Let’s see some common examples of kernel command-line parameters:
- init – Specify the first process that should be executed after the kernel initializes
- root – Specify the root file system that should be mounted during the boot process
- quiet – Suppress all kernel messages during the boot process, except for critical errors
- acpi – Control the Advanced Configuration and Power Interface (ACPI) settings
- noapic – Disable the Advanced Programmable Interrupt Controller (APIC)
- nomodeset – Disable kernel-mode setting, which can help with graphics card compatibility issues
- debug – Enable kernel debugging and generate debug messages
Usually, we set the kernel command-line parameters in the configuration of the bootloader, such as GRUB or LILO. So, for example, we can boot Linux in command-line mode instead of GUI by adjusting kernel command-line parameters in GRUB.
Kernel command-line parameters are significantly helpful for troubleshooting and system performance tuning. So, they are an important tool for Linux administrators and developers.
Next, let’s see how we can get the kernel command-line parameters of the current boot.
3. From /proc/cmdline
There are several ways to get the kernel command-line parameters in a running Linux system. One of the most straightforward ways is to check the /proc/cmdline file. The /proc/cmdline file contains the entire command-line used to boot the currently running kernel. We can simply use the cat command to read its content:
$ cat /proc/cmdline
BOOT_IMAGE=/boot/vmlinuz-linux root=UUID=5ff0bc40-514c-4925-8d66-d6a0a9d6c850 rw ipv6.disable=1
In the example above, we can see that the root= parameter specifies the root filesystem.

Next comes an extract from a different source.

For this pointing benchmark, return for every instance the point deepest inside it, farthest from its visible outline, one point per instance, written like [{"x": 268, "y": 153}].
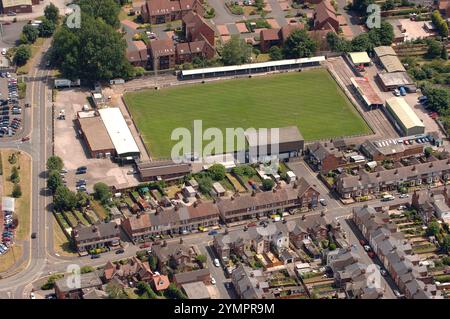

The “rw” parameter indicates that the system mounts the root device “read-write” on boot and ipv6.disable=1 disables IPv6. We didn’t pass many parameters to the kernel in this example.
However, some systems may have sophisticated parameters, for example:
$ cat /proc/cmdline
coherent_pool=1M 8250.nr_uarts=0 snd_bcm2835.enable_compat_alsa=0 snd_bcm2835.enable_hdmi=1 smsc95xx.macaddr=DC:A6:32:15:27:F8 vc_mem.mem_base=0x3ec00000 vc_mem.mem_size=0x40000000 console=ttyS0,115200 console=tty1 root=PARTUUID=f4481065-02 rootfstype=ext4 elevator=deadline fsck.repair=yes rootwait cgroup_memory=1 cgroup_enable=memory
4. Using the dmesg Command
The dmesg command allows us to examine or control the kernel ring buffer. The default action is to display all messages from the kernel ring buffer. Of course, the kernel command-line parameters are included.
We can pipe dmesg’s output to the grep command with the pattern “command line” to filter kernel command-line parameters:
kent$ sudo dmesg | grep 'command line'
[sudo] password for kent:
[ 0.062584] Kernel command line: BOOT_IMAGE=/boot/vmlinuz-linux root=UUID=5ff0bc40-514c-4925-8d66-d6a0a9d6c850 rw ipv6.disable=1
As the output above shows, the kernel command line is filtered out. It’s worth mentioning that we need superuser privilege to execute the dmesg command.
5. Conclusion
In this article, we first understood what kernel command-line parameters are. Then, we learned how to get the kernel command-line parameters in a running Linux system.
Understanding how to access and modify the kernel command-line parameters is an important skill for any Linux system administrator or developer, as it allows us to fine-tune a system’s behavior and performance.